Seja sincero: quanto do conhecimento que você faz uso hoje em sua profissão foi adquirido em disciplinas da faculdade?
Esta questão vem me intrigando a algum tempo, espreitando aqui e ali, furtivamente. Finalmente, pegou-me fortemente quando soube da possibilidade de realizar atendimentos em meu estágio durante o ano que vem e, principalmente, pelo fato de perceber que estou a caminho de completar a metade de minha graduação.
Encaminho-me para o terceiro ano da graduação em psicologia e, no entanto, não me sinto minimamente qualificada para exercer tal profissão!
Contra tal acusação, alguns poderão argumentar: "É cedo ainda", ao qual outros dirão: "Algumas coisas você só aprende na prática"
Peço perdão se o leitor compartilha destas idéias, mas absolutamente não acredito em sua validade.

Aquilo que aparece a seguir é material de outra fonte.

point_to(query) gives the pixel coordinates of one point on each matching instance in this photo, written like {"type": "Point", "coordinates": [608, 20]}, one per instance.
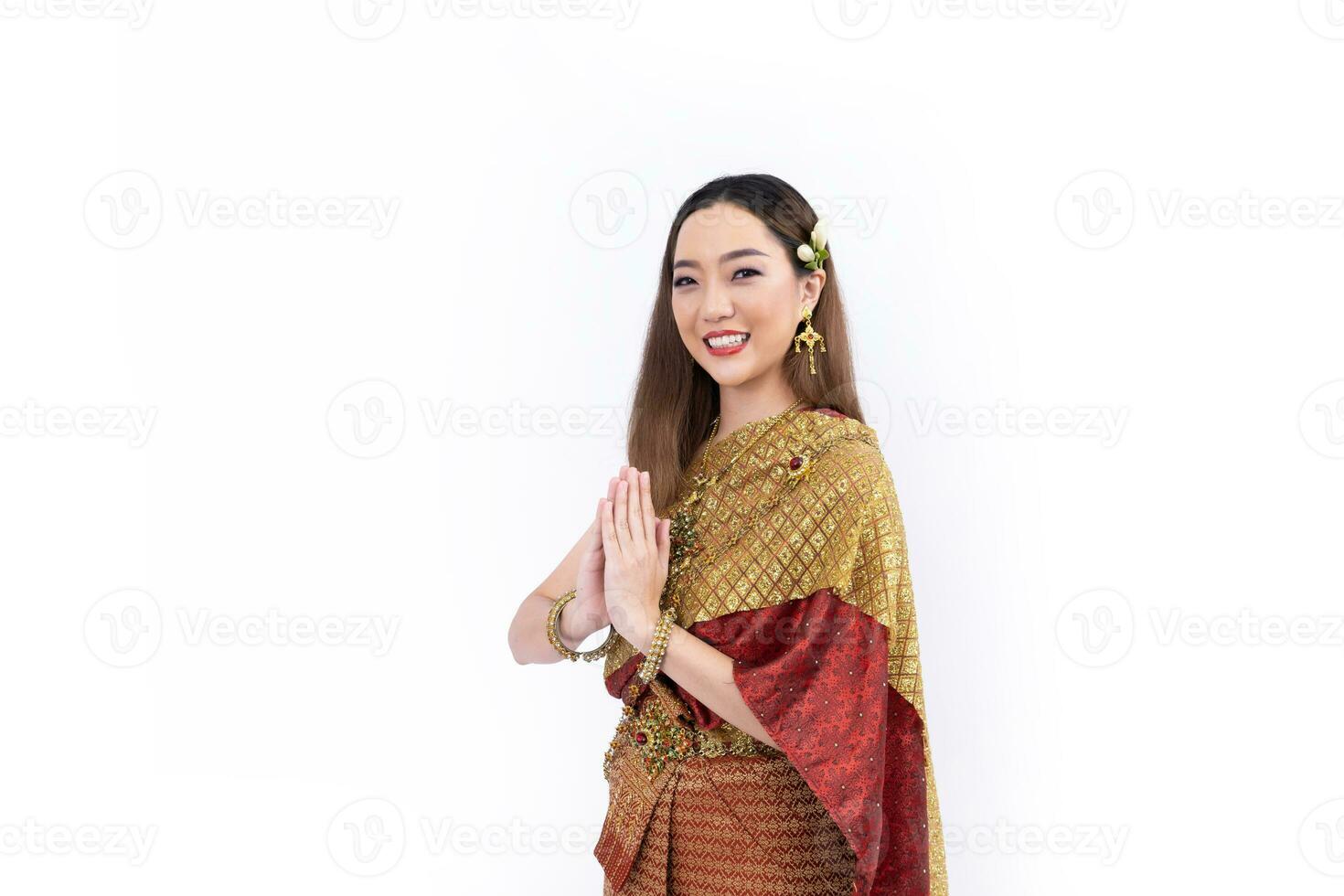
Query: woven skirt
{"type": "Point", "coordinates": [735, 827]}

Tentarei, aqui, expor meu descontentamento.
A graduação é tida hoje, ao menos no Brasil, como a principal forma de adquirir habilidade e conhecimento para desenvolver atividades profissionais. No entanto, não estou muito certa da sua capacidade para cumprir esta função. A maior parte das disciplinas ministradas são essencialmente introdutórias ou tendem muito para a generalização de conceitos. Ao final, sabe-se sobre muito, mas quase nada sobre o essencial.
O que percebo hoje, na minha graduação em Psicologia, é que perde-se muito tempo para "formar a base" e pouco dedica-se ao ensino de conceitos e estratégias práticas fundamentais ao exercício da função de psicólogo. Estudos sobre a estrutura do cérebro, seu mecanismo de funcionamento e especialmente a história da disciplina somam grande parte do calendário acadêmico. Também o fazem disciplinas relacionadas a pesquisa, a despeito do fato de que apenas uma pequena porcentagem dos estuidantes seguirá carreira acadêmica.
Não acredito que tais conhecimentos sejam "inúteis". Reconheço sua importância, prezando, no entanto, por um remanejamento da dedicação dispensada a cada uma delas. Acredito na importância de se compreender o funcionamento anatômico e fisiológico do cerebro. No entanto, acredito ainda mais na necessidade de se obter um entendimento completo acerca de suas especificidades na ocorrência de neuropatologias. Da mesma forma, compreendo a importância do conhecimento da história de uma disciplina. Mas não compreendo o fato de seu estudo por vezes suplantar o estudo das contribuições atuais da disciplina em termos de conceitos e teorias. Afinal, são estes conceitos e teorias que - espera-se - deverão embasar a prática do profissional.
Em resumo, a graduação tem, pois, dedicado-se a fornecer a base para o formação do profissional. Isso não seria ruim não fosse o fato de que o aprofundamento fica creditado ao estudo externo às obrigações da graduação - o que nem sempre acontece.
Assim, bons profissionais devem atentar-se para cursos e especializações externas, além de montantes de livros infindáveis. Enquanto colocamos no mercado uma maioria de profissionais que não dispõe de tempo, dinheiro ou vontade para tal façanha. E pagamos por isso.
Ou a estrutura da graduação deveria ser modoficada ou deveríamos admitir, enfim, que esta não é capaz de formar sozinha profissionais completos para o mercado de trabalho.